Le tribunal note que le demandeur ne rapporte pas la preuve de son préjudice moral, qui ne saurait être fixé sur une base forfaitaire, et l’en déboutera.
Le préjudice matériel, résultant d’un non-respect répété des droits de [L] comme associé minoritaire, tel qu’il a été établi plus haut, est réel.

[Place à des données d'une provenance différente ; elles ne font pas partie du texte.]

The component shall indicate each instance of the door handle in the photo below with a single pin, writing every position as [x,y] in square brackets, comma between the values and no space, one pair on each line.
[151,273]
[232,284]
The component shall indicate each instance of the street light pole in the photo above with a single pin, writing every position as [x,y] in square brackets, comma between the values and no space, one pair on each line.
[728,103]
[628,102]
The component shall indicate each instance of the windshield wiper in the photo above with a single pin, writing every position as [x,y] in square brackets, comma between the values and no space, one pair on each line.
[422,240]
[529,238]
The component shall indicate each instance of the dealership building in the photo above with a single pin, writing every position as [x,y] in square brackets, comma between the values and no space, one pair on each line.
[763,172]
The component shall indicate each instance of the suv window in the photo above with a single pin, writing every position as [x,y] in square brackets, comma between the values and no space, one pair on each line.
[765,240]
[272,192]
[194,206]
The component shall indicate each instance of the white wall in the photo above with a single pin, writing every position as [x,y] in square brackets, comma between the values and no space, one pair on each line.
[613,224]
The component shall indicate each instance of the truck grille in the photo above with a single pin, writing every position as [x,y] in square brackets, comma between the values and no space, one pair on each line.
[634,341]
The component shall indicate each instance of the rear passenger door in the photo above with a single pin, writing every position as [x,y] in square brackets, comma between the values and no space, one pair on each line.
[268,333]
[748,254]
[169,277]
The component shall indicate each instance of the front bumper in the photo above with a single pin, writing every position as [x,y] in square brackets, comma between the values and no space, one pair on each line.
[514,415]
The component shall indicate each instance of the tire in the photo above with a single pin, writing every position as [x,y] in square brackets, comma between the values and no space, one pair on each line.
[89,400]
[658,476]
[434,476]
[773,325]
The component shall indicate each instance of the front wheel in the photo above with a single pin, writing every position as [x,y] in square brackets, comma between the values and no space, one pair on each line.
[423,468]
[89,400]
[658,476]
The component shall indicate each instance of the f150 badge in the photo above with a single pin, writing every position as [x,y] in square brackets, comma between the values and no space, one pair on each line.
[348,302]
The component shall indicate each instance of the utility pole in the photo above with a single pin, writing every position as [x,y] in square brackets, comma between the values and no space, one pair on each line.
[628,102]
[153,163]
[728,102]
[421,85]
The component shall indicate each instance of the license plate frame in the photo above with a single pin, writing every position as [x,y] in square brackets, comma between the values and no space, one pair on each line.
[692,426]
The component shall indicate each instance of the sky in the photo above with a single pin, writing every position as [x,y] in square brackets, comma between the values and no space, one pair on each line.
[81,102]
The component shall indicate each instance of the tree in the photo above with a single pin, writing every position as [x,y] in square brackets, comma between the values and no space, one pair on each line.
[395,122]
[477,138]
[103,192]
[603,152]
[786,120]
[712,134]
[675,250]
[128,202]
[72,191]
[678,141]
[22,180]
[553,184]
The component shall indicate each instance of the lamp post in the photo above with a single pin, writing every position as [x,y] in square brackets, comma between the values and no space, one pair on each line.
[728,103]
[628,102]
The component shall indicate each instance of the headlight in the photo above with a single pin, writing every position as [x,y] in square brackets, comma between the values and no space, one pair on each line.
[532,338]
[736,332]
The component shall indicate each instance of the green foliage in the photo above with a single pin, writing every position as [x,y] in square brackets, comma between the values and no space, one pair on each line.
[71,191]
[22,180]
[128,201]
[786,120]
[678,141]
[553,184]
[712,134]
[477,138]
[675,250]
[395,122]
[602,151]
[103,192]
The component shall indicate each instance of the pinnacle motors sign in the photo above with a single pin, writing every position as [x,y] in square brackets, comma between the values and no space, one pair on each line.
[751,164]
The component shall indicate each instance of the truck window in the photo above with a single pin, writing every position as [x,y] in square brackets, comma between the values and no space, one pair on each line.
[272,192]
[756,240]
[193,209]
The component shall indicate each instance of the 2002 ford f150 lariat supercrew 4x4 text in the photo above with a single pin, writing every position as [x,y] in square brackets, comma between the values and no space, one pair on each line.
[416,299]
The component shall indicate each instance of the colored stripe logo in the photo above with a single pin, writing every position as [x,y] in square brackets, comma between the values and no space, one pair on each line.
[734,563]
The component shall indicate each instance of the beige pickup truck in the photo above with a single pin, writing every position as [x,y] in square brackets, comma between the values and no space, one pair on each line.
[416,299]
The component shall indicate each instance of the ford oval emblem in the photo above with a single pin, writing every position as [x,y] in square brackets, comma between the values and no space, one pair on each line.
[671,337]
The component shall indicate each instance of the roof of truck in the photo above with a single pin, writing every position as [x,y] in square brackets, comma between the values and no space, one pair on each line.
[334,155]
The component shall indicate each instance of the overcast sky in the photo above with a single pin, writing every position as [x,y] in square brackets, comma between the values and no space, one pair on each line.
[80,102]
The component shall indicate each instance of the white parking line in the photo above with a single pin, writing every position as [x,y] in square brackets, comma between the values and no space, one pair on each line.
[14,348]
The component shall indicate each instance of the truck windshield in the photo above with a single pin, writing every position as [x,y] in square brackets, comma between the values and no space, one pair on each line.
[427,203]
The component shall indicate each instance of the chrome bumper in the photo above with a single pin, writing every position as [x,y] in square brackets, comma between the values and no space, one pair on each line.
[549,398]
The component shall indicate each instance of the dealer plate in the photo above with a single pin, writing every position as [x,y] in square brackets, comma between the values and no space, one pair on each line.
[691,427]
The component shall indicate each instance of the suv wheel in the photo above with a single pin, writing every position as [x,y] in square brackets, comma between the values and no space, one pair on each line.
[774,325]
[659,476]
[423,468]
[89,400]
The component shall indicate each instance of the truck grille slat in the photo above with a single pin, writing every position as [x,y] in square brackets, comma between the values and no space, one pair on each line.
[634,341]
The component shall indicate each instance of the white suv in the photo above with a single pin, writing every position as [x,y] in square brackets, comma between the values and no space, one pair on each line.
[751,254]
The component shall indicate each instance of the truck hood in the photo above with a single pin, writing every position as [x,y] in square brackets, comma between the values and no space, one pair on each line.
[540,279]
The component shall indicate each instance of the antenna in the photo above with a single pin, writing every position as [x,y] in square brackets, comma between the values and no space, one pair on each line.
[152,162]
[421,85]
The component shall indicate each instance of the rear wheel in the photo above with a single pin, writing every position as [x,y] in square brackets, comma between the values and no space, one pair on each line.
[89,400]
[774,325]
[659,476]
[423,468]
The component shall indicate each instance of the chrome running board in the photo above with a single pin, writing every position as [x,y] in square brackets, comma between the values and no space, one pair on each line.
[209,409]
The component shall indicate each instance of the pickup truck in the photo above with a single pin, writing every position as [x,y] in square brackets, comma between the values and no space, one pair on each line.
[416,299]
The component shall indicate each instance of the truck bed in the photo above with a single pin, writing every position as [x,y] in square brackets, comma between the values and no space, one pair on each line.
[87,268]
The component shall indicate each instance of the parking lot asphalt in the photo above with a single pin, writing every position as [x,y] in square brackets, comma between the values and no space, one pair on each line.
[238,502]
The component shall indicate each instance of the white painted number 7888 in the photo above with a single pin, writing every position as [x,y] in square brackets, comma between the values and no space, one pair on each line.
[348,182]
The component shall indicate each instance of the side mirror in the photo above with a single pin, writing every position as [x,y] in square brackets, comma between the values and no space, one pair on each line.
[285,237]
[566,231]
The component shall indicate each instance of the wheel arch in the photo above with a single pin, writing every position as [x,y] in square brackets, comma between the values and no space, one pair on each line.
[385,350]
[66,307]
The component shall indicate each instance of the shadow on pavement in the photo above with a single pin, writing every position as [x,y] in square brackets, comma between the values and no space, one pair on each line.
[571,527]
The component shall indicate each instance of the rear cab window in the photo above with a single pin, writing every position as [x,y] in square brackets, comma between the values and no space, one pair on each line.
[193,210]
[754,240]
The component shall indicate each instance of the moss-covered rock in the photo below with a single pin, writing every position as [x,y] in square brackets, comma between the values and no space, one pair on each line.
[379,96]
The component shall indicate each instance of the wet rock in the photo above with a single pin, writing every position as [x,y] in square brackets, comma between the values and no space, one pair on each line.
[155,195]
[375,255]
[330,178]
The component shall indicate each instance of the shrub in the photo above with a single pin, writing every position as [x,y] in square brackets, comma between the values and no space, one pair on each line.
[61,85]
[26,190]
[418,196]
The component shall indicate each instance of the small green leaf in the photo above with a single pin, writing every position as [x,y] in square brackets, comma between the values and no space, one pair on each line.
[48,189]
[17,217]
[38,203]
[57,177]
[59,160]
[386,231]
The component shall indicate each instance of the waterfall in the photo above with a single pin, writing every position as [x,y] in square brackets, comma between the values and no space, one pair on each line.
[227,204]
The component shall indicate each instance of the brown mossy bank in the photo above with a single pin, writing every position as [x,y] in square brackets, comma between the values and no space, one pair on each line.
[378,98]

Il peut s’analyser notamment en une perte de chance d’avoir pu céder ses parts, dans un contexte où la performance de la société se dégrade.
En fonction des données fournies au tribunal, le tribunal le fixera à 50 000 €, et condamnera [E] à payer cette somme à [L].
VI- Sur la demande reconventionnelle d'[E]
[E] demande au tribunal de condamner [L] à la garantir de toute condamnation prononcée à son encontre, en raison de son assentiment dans l’AG de 2006.
Compte-tenu de la solution apportée aux différents chefs de demande, le tribunal déboutera [E] de sa demande à) ce titre.
Sur l’article 700 du CPC et les dépens
Dans la mesure où pour faire valoir ses droits, [L] a dû engager des frais qu’il serait inéquitable de laisser à sa charge, le tribunal condamnera [E] à lui verser la somme de 10 000 € au titre des dispositions de l’article 700 du CPC, déboutant pour le surplus. [E] succombant, le tribunal la condamnera aux dépens.
Sur l’exécution provisoire
Le tribunal rappellera que l’exécution provisoire est de droit.
PAR CES MOTIFS
Le tribunal statuant publiquement, par jugement contradictoire en premier ressort :
* DÉBOUTE Madame [E] [H] [M] de ses fins de non-recevoir ;
* DEBOUTE Monsieur [L] [H] de ses demandes de nullités et de répétition des rémunérations versées à Madame [E] [H] [M] pour la période de 2006 à 2022 ;
* ANNULE la résolution prise en assemblée générale de la société Librairie Philosophique VRIN du 30 octobre 2023 portant sur la rémunération de la gérante ;
* CONDAMNE Madame [E] [H] [M] à restituer à la société Librairie Philosophique VRIN toute somme perçue à ce titre depuis le 1er janvier 2023;
* CONDAMNE Madame [E] [H] [M] à payer à Monsieur [L] [H] la somme de 50 000 € au titre de dommages et intérêts, pour ses fautes de gestion ;
* DÉBOUTE les parties de leurs demandes autres, plus amples et contraires ;
* CONDAMNE Madame [E] [H] [M] à payer à Monsieur [L] [H] la somme de 10 000 € au titre de l’article 700 du code de procédure civile ;
* RAPPELLE que l’exécution provisoire est de droit.
* CONDAMNE Madame [E] [H] [M] aux entiers dépens, dont ceux à recouvrer par le greffe, liquidés à la somme de 70,86 € dont 11,60 € de TVA.
En application des dispositions de l’article 871 du code de procédure civile, l’affaire a été débattue le 17/01/2025, en audience publique, devant M. Philippe Soulié, juge chargé d’instruire l’affaire, les représentants des parties ne s’y étant pas opposés.
Ce juge a rendu compte des plaidoiries dans le délibéré du tribunal, composé de :
M. André Goix, M. Philippe Soulié et M. Hubert Kirchner.
Délibéré le 21/02/2025 par les mêmes juges.
Dit que le présent jugement est prononcé par sa mise à disposition au greffe de ce tribunal, les parties en ayant été préalablement avisées lors des débats dans les conditions prévues au deuxième alinéa de l’article 450 du code de procédure civile.
La minute du jugement est signée par M. André Goix, président du délibéré et par Mme Sylvie Laheye, greffier.
Le greffier
Le président Signé électroniquement par M. André Goix.